Sheriff Foreclosure Sale:
Properties wind up in “limbo” - with the owner gone but the lender not legally responsible for taxes and upkeep - when lenders do not complete foreclosure sales. Twenty-two percent of 6,108 abandoned properties in Montgomery County’s went to sheriff’s foreclosure sale since 2005, some multiple times.*
Most recent action
No Bid, No Sale
Vacated or Void
Source: Montgomery County Auditor — Dec. 2011 list
• Ohio Attorney General Mike DeWine said he is exploring legal options to help jurisdictions hold limited liability companies accountable and prosecute owners who repeatedly violate housing codes. “It is part of the overall abandoned home problem in this state and we’ve got to figure out how to pierce this veil that these irresponsible people have placed up there to try to protect themselves,” said DeWine. “We are going to go after them. We are trying to make an example out of them.”

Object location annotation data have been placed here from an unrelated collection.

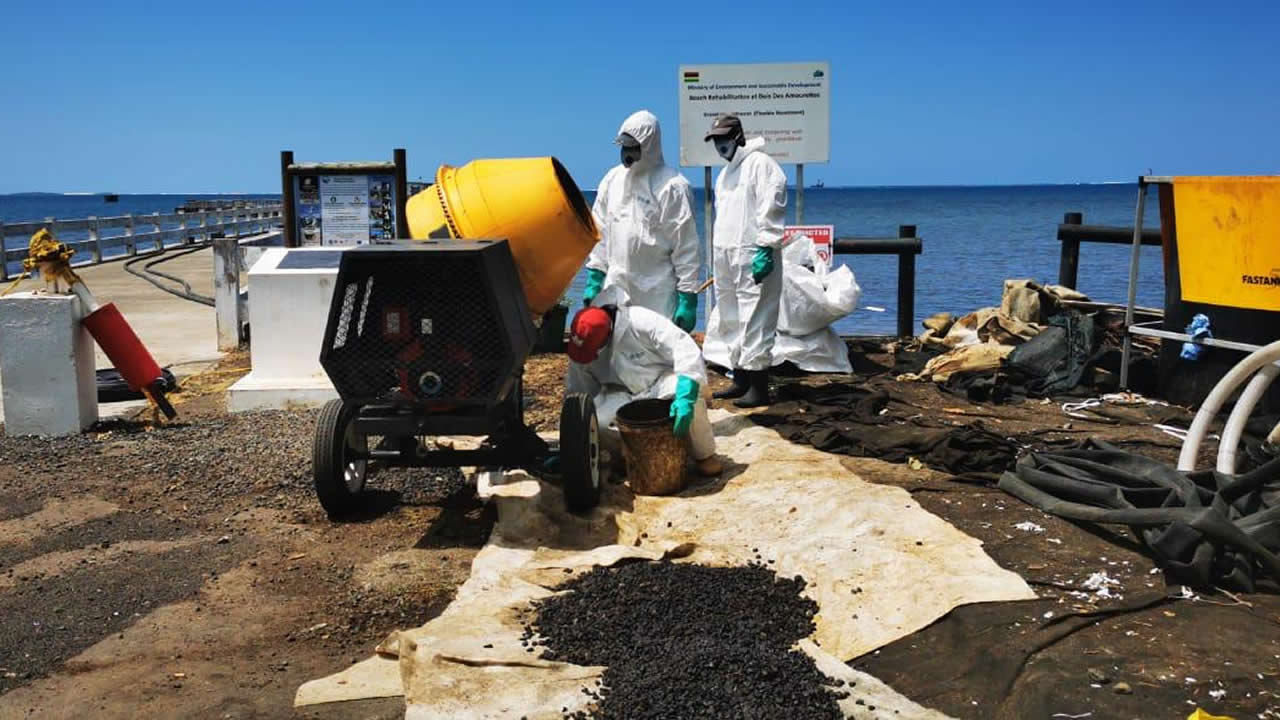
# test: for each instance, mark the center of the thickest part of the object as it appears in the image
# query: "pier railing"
(906, 246)
(120, 236)
(1073, 232)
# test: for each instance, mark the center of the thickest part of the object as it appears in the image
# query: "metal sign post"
(709, 233)
(799, 194)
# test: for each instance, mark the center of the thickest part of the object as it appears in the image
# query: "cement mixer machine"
(429, 337)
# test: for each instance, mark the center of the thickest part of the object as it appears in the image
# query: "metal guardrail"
(1073, 232)
(906, 246)
(190, 227)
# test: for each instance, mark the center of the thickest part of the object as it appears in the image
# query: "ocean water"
(974, 238)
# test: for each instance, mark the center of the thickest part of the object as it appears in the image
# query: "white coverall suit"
(643, 359)
(648, 232)
(750, 210)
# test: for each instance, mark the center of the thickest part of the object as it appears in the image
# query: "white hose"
(1224, 388)
(1239, 418)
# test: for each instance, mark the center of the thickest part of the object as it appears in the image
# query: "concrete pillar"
(46, 365)
(227, 292)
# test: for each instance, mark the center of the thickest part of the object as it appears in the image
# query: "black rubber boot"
(741, 383)
(758, 395)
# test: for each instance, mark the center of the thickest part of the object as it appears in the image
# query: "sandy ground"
(187, 572)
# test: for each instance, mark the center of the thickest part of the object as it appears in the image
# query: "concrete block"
(46, 365)
(288, 310)
(251, 393)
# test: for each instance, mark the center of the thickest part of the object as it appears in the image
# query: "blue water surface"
(974, 238)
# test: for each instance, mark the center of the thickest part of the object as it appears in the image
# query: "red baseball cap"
(588, 333)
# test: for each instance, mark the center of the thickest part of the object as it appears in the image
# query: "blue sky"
(159, 98)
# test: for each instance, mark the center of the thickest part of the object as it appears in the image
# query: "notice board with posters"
(343, 204)
(344, 209)
(787, 104)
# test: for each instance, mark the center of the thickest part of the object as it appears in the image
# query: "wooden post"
(227, 292)
(291, 223)
(905, 286)
(95, 238)
(4, 255)
(129, 247)
(401, 194)
(1069, 263)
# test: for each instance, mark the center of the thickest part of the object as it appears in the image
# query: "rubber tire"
(329, 459)
(580, 454)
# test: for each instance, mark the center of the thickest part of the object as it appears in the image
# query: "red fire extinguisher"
(122, 346)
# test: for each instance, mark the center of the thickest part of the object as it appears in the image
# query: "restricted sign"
(787, 104)
(822, 237)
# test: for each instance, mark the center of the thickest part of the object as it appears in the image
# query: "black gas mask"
(726, 146)
(630, 150)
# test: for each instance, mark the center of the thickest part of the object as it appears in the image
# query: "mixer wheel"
(338, 459)
(580, 452)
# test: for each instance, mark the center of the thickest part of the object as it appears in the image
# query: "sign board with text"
(822, 237)
(344, 209)
(787, 104)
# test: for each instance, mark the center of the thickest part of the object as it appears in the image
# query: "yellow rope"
(51, 258)
(14, 285)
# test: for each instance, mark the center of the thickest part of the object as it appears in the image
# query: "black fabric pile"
(1051, 364)
(850, 419)
(1206, 529)
(689, 641)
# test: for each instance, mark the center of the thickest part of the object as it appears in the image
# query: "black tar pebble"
(688, 641)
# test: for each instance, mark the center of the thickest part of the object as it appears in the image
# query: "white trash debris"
(1101, 584)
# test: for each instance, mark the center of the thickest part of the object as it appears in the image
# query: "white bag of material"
(813, 299)
(822, 351)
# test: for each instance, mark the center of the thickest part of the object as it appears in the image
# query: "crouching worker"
(620, 354)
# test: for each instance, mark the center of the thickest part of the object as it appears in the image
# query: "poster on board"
(822, 236)
(787, 104)
(341, 209)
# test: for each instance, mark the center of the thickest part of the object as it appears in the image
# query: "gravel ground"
(108, 536)
(688, 641)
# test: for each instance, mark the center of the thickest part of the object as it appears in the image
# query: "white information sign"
(787, 104)
(344, 209)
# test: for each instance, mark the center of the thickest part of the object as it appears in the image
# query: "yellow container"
(533, 203)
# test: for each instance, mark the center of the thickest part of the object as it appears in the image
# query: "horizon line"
(790, 186)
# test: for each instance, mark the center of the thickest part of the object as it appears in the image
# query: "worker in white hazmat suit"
(648, 235)
(621, 352)
(750, 210)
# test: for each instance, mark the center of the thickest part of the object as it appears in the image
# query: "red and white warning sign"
(822, 237)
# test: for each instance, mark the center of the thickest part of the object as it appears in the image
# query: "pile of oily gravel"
(688, 641)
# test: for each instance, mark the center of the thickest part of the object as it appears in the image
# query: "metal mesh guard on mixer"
(430, 324)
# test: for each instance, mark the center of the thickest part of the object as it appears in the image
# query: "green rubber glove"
(686, 310)
(762, 264)
(594, 282)
(682, 405)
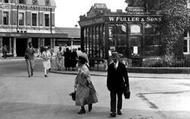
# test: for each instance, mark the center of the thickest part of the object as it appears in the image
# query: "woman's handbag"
(126, 91)
(127, 94)
(73, 95)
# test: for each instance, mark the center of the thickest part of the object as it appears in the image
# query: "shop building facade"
(134, 33)
(24, 21)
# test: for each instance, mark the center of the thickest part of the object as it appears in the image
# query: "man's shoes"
(82, 111)
(90, 107)
(113, 114)
(119, 112)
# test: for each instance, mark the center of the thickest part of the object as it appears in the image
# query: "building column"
(1, 45)
(42, 41)
(52, 43)
(39, 45)
(14, 47)
(29, 40)
(10, 45)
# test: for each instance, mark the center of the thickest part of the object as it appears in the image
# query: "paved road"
(47, 98)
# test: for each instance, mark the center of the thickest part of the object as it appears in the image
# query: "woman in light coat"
(85, 91)
(46, 61)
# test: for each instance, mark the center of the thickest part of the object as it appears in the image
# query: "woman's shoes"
(82, 111)
(112, 114)
(90, 107)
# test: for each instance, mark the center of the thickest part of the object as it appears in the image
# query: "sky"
(67, 12)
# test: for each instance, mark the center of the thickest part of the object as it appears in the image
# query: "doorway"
(21, 45)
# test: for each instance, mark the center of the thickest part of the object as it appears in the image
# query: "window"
(35, 2)
(46, 19)
(6, 1)
(22, 2)
(5, 18)
(186, 43)
(135, 29)
(47, 2)
(21, 19)
(34, 19)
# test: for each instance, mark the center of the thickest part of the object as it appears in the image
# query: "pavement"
(11, 59)
(47, 98)
(104, 73)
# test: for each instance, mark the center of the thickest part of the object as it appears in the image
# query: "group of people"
(46, 56)
(117, 78)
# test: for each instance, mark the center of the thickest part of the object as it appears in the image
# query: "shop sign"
(135, 19)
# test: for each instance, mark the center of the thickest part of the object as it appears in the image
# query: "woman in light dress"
(85, 91)
(46, 56)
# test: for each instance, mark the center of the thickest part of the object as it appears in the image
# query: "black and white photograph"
(94, 59)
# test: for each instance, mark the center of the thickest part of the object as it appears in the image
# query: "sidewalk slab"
(133, 75)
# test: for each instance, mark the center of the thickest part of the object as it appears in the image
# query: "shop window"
(34, 19)
(186, 43)
(6, 1)
(21, 18)
(152, 46)
(35, 2)
(149, 29)
(135, 29)
(188, 4)
(22, 2)
(47, 2)
(47, 20)
(5, 18)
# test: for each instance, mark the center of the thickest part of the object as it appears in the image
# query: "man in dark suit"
(117, 77)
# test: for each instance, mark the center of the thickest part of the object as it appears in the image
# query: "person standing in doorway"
(45, 60)
(29, 57)
(4, 50)
(117, 78)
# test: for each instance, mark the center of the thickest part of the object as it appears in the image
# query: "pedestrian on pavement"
(85, 91)
(4, 50)
(74, 58)
(67, 58)
(29, 58)
(46, 60)
(49, 54)
(117, 79)
(59, 59)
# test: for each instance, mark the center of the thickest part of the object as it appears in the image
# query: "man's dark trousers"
(115, 97)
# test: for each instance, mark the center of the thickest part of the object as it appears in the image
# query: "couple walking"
(117, 78)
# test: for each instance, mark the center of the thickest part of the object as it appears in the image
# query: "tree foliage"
(174, 22)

• Communities across the Miami Valley are compiling their own list of properties to meet a Monday deadline to apply for grants from DeWine’s $75 million fund for demolishing blighted properties. The money is part of a $25 billion federal-state settlement agreement with the five largest mortgage servicers — Ally/GMAC, Bank of America, Citi, JPMorganChase and Wells Fargo — over foreclosure abuses and fraud and unacceptable mortgage practices. Ohio’s share is $330 million. Montgomery County’s share of the total is $4.2 million.
• The Restore Our Neighborhood Act, unveiled June 29 by U.S. Reps. Marcia L. Fudge, D-Cleveland, and Steve LaTourette, R-Bainbridge Twp., would provide $2 billion nationwide and $2 billion for hardest hit states, including Ohio. Money would allow states and established land banks to issue 30-year demolition bonds to demolish vacant, foreclosed and abandoned homes.
• Last July, Montgomery County Commissioners formed the Montgomery County’s Land Reutilization Corporation — a land bank — to expedite acquisition of blighted properties, wipe away back taxes and assessments and demolish or redevelop the properties. Commissioners have not funded it, however, so little has been done in the year since it was established.